Informacja jest zaskakująca nawet dla tych, którzy śledzą trwające od kilkunastu lat perypetie tej inwestycji. Oto bowiem zapadła decyzja, by rozdzielić ją na dwa osobne zadania. I tak wydane właśnie pozwolenie dotyczy gmachu Muzeum Sztuki Nowoczesnej (bliżej Marszałkowskiej), natomiast TR Warszawa wciąż czeka na wyjaśnienie kwestii spornej działki, która została wprawdzie wywłaszczona na początku roku, ale od tej decyzji właścicielowi wciąż przysługuje odwołanie.
Tak czy inaczej jest to pierwsze prawomocne pozwolenie na budowę nowego gmachu w otoczeniu Pałacu Kultury i Nauki, o czym mieszkańcy, architekci i władze miasta debatują od 1989 roku. Podpisała je osobiście Hanna Gronkiewicz-Waltz. - Mamy podpisane pozwolenie na budowę Muzeum Sztuki Nowoczesnej na placu Defilad i ono jest już ostateczne - poinformowała w czwartek na konferencji w tymczasowej siedzibie MSN nad Wisłą.

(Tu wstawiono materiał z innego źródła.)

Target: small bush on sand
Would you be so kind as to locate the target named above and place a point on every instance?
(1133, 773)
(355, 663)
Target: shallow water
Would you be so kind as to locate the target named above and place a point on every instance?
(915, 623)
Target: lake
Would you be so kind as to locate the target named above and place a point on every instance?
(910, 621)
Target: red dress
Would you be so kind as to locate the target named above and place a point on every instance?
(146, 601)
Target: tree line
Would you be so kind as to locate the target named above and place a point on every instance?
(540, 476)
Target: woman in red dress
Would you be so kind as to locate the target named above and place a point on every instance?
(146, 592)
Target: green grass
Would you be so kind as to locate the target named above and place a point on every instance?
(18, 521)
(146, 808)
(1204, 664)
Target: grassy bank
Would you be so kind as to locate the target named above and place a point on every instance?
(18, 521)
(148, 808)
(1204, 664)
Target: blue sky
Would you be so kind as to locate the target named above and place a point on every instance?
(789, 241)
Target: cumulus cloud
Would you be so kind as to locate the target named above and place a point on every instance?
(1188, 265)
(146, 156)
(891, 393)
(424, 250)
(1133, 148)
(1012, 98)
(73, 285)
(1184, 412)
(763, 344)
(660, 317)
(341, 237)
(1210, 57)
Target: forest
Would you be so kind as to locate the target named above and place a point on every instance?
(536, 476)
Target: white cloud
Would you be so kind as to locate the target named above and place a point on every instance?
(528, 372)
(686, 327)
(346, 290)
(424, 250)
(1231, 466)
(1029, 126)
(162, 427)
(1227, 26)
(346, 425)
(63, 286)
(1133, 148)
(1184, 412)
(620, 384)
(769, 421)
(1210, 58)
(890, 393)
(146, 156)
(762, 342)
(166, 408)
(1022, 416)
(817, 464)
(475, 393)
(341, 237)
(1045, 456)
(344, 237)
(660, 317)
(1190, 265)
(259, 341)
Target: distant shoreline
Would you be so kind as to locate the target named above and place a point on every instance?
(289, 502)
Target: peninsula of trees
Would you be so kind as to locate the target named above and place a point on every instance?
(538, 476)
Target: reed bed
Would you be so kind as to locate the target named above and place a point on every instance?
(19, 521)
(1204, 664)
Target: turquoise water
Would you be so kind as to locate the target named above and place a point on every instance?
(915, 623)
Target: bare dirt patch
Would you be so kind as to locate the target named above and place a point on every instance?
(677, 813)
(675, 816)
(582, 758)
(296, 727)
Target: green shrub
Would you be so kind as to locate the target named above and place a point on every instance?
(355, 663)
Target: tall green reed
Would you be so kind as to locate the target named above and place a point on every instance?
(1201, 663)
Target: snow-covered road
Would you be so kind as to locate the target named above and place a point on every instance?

- Dokumentacja projektowa też jest już kompletna. Za kilka dni ogłosimy przetarg na wykonawcę - zapowiedziała z kolei dyrektorka MSN Joanna Mytkowska. I dodała: - Budowa potrwa 36 miesięcy. Jeśli w tym roku uda się wybrać wykonawcę, to w 2021 roku spotkamy się w muzeum. Mamy nadzieję, że teraz szczęście będzie nam już sprzyjać.
- To wspaniały dzień i jeden z najważniejszych w mojej pracy. Te budynki są zwierciadłami instytucji, które będą się w nich mieścić i mają szansę zmienić miasto. A teraz - do roboty! - podsumował autor projektów Thomas Phifer.
Budynek otwarty na miasto
Dwa budynki, które mają stanąć na placu, będą ułożone w kształt litery L. Muzeum znajdzie się bliżej Marszałkowskiej i będzie to prosta, jasna, niemal biała bryła. Wokół całego parteru znajdą się podcienie, a przez szklaną elewację będzie można zajrzeć do wnętrza budynku.

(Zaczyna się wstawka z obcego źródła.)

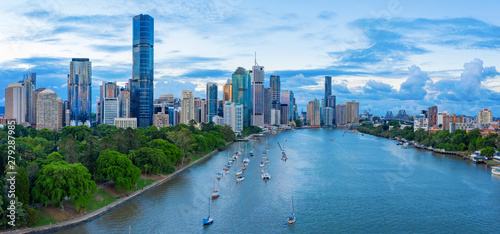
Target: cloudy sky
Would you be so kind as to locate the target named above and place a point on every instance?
(388, 55)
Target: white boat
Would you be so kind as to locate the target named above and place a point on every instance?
(495, 170)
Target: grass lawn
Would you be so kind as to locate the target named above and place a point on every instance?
(44, 218)
(95, 204)
(141, 183)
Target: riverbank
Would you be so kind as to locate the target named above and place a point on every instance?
(110, 207)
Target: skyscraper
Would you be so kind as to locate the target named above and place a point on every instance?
(187, 107)
(211, 101)
(80, 90)
(15, 102)
(352, 112)
(328, 87)
(275, 84)
(48, 115)
(241, 92)
(228, 91)
(267, 105)
(257, 95)
(141, 84)
(313, 113)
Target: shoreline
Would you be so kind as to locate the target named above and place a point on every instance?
(110, 207)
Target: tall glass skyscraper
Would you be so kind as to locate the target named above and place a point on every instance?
(212, 91)
(241, 93)
(141, 84)
(80, 91)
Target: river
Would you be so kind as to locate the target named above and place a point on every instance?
(356, 183)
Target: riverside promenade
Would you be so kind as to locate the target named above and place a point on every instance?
(108, 208)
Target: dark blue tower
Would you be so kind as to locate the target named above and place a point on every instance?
(141, 84)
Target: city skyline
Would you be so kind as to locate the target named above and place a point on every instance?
(420, 60)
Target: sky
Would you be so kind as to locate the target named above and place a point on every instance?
(388, 55)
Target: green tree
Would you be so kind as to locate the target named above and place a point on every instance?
(22, 186)
(153, 159)
(60, 179)
(488, 151)
(115, 166)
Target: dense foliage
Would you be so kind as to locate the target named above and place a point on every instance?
(64, 163)
(459, 140)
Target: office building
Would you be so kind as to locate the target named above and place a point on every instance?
(242, 92)
(187, 107)
(48, 114)
(126, 123)
(80, 91)
(352, 112)
(340, 114)
(234, 117)
(141, 84)
(211, 101)
(485, 116)
(267, 105)
(313, 113)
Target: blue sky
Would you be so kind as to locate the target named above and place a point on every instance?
(388, 55)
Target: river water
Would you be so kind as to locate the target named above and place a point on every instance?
(356, 183)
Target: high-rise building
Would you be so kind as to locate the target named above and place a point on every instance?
(141, 84)
(109, 91)
(211, 101)
(80, 90)
(241, 92)
(124, 102)
(187, 107)
(47, 116)
(340, 114)
(15, 102)
(313, 113)
(284, 114)
(257, 95)
(275, 84)
(29, 84)
(329, 116)
(352, 112)
(485, 116)
(328, 87)
(233, 116)
(267, 105)
(111, 109)
(432, 115)
(227, 91)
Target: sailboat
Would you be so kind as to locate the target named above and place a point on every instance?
(215, 192)
(291, 218)
(208, 220)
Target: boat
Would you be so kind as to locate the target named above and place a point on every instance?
(208, 220)
(291, 218)
(215, 192)
(495, 170)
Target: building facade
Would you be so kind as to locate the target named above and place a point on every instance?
(141, 84)
(80, 91)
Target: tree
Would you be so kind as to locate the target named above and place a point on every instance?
(115, 166)
(298, 123)
(22, 186)
(488, 151)
(152, 160)
(60, 179)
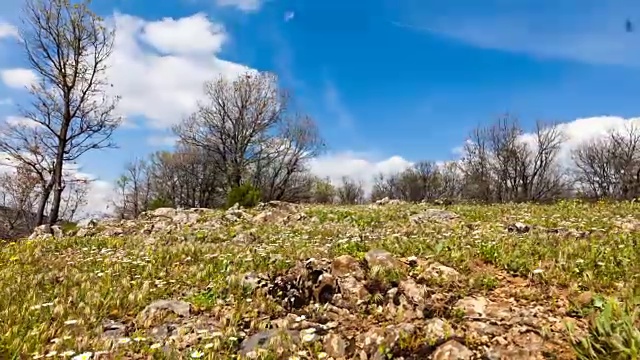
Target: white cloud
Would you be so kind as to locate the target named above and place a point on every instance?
(185, 36)
(18, 78)
(166, 87)
(162, 140)
(289, 15)
(244, 5)
(578, 132)
(358, 166)
(336, 106)
(100, 193)
(158, 67)
(8, 30)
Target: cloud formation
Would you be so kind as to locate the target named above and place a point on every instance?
(18, 78)
(8, 30)
(244, 5)
(158, 67)
(358, 166)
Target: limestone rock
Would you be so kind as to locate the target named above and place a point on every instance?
(452, 350)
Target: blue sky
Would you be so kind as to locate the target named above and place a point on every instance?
(407, 78)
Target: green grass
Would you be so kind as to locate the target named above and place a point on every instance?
(82, 281)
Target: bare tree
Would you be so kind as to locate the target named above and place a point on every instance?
(501, 164)
(235, 122)
(68, 47)
(609, 167)
(18, 194)
(350, 191)
(323, 192)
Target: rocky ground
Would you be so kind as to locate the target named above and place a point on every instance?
(284, 281)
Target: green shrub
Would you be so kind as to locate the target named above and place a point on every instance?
(613, 333)
(246, 195)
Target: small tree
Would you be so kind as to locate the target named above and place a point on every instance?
(67, 47)
(350, 191)
(245, 195)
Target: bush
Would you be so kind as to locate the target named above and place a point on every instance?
(159, 202)
(246, 195)
(613, 333)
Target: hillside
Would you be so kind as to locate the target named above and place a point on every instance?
(368, 282)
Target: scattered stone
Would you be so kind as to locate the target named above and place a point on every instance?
(267, 339)
(112, 329)
(518, 227)
(452, 350)
(437, 330)
(347, 265)
(178, 307)
(474, 307)
(437, 270)
(381, 258)
(335, 346)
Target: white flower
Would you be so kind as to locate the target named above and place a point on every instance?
(309, 337)
(84, 356)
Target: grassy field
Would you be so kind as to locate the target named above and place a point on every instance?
(565, 274)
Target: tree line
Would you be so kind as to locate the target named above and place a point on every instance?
(500, 162)
(246, 134)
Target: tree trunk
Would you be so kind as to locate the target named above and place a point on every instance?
(44, 198)
(57, 181)
(57, 195)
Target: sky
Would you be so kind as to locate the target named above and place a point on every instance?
(389, 82)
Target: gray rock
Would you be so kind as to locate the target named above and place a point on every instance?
(335, 346)
(437, 330)
(347, 265)
(452, 350)
(382, 258)
(113, 329)
(473, 306)
(437, 215)
(178, 307)
(265, 339)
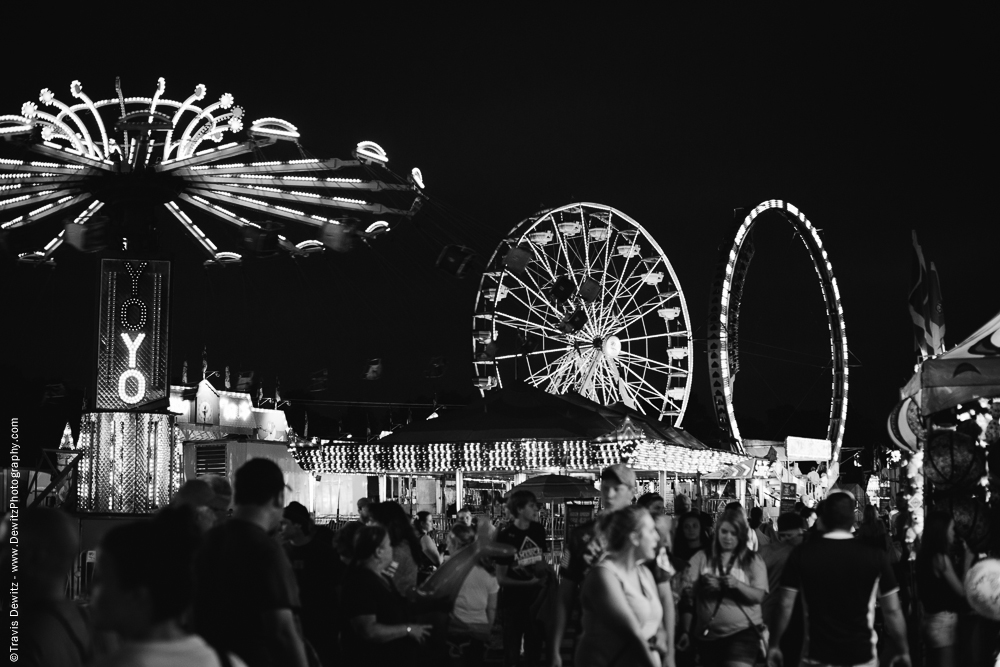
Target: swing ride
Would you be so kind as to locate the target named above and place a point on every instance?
(77, 158)
(582, 298)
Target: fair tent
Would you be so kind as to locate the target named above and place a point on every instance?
(968, 371)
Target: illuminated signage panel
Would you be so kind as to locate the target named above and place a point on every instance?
(808, 449)
(133, 334)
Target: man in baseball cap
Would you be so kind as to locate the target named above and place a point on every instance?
(583, 549)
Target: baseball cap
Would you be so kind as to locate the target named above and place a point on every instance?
(620, 473)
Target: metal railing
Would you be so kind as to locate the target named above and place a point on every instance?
(69, 469)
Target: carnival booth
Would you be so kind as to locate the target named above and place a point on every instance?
(474, 455)
(948, 428)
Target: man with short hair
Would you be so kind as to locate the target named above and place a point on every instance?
(317, 570)
(682, 505)
(465, 515)
(246, 595)
(838, 578)
(791, 532)
(364, 515)
(520, 583)
(653, 502)
(765, 534)
(583, 549)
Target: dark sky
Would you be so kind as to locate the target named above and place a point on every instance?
(873, 125)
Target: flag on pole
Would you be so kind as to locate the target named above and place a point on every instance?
(935, 313)
(919, 302)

- To rozwiązanie wywodzi się wprost z naszej tymczasowej siedziby w pawilonie Emilia. Tam sprawdziło się znakomicie i pozwoliło otworzyć muzeum na miasto, na przechodniów. Chcemy dalej działać w ten sposób - tłumaczył Marcel Andino Velez z MSN.
Jak zapowiedział, parter budynku będzie ogólnodostępny. Znajdzie się tu mała galeria z często zmieniającymi się wystawami - wizytówka muzeum - oraz księgarnia. - Centralnym punktem parteru będzie główna klatka schodowa, która ma stanowić miejsce spotkań. Nią wchodzić się będzie na poziomy +1 i +2, gdzie znajdą się przestrzenie wystawowe i sale warsztatowe. Dopiero tam będzie trzeba pokazać bilet - zapowiada Velez.

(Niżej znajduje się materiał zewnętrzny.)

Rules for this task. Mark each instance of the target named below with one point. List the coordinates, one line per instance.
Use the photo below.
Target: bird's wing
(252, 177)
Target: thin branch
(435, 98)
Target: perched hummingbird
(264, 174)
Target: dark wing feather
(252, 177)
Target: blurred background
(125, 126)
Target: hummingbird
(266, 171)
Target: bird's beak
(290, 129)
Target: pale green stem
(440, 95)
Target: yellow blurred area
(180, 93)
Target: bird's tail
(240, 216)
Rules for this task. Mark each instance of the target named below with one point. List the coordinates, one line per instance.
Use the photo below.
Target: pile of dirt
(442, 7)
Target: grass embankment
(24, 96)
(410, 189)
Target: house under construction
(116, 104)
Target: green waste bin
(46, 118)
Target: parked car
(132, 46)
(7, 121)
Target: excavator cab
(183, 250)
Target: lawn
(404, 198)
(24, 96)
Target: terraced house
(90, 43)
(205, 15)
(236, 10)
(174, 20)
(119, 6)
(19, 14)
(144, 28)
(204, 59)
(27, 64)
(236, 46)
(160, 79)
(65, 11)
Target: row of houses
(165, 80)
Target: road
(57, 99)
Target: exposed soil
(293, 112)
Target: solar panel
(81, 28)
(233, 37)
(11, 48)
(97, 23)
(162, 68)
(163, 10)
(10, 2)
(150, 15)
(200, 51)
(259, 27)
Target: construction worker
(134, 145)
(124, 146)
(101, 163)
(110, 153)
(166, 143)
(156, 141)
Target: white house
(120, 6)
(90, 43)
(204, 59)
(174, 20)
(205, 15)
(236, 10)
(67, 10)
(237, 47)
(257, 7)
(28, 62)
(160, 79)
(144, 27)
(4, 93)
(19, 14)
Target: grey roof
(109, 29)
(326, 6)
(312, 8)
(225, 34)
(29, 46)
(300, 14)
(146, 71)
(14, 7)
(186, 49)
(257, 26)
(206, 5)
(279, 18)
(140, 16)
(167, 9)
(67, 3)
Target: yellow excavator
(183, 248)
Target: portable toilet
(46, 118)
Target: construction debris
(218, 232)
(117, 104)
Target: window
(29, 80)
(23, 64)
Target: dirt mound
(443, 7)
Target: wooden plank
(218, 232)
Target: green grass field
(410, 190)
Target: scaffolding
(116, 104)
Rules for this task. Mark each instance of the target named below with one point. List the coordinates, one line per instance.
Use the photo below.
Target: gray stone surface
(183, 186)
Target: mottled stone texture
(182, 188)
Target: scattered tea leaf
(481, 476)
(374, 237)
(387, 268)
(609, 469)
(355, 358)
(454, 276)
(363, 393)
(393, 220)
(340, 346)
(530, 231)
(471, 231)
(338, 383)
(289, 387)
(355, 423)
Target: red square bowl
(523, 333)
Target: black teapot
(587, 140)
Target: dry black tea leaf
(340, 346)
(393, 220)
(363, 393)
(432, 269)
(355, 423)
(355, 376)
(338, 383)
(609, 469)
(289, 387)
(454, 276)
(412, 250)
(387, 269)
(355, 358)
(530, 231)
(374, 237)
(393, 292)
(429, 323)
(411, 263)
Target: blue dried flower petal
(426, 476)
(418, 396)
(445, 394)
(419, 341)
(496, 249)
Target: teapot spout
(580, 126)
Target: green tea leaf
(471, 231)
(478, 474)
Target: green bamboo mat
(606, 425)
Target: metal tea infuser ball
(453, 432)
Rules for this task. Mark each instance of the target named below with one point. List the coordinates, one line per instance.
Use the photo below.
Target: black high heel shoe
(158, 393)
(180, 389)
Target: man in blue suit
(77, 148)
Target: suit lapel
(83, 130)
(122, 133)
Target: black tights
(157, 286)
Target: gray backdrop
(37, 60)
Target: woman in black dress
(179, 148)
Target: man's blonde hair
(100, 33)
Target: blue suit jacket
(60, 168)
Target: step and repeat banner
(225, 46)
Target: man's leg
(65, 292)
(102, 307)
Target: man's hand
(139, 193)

Muzeum już dziś zapewnia, że przygotuje jeszcze jeden komplet wizualizacji i szczegółową prezentację ostatecznego projektu obu budynków. Będzie ona jednak gotowa dopiero po tym, jak wydane zostanie pozwolenie na budowę TR. Ten - mniejszy - budynek ma stanąć bliżej Pałacu Kultury. Będzie ciemniejszy, o nieco bardziej zróżnicowanej bryle. Podcienie będzie miał tylko od strony pasażu, który znajdzie się między budynkami.
13 lat
Muzeum Sztuki Nowoczesnej zostało powołane w 2005 roku i jest państwową instytucją kultury, współprowadzoną przez resort kultury oraz miasto Warszawa.
W związku z opóźnieniem budowy muzeum w maju 2012 r. na okres czterech lat na działalność tymczasową instytucji wynajęty został przez władze Warszawy dawny pawilon meblowy Emilia.
W 2013 r. rozpoczęła się trzecia próba wyboru architekta (pierwszy konkurs unieważniono, a drugi skończył się skandalem w postaci zerwania umowy ze szwajcarskim architektem Christianem Kerezem), autora nowego projektu wspólnej siedziby Muzeum Sztuki Nowoczesnej i teatru TR Warszawa. W lipcu 2014 r. ogłoszono, że będzie to nowojorska pracownia Thomas Phifer and Partners. Latem 2015 r. publicznie przedstawiono ostateczny projekt gmachów na pl. Defilad. Budowa gmachu powinna zakończyć się do 2021 roku.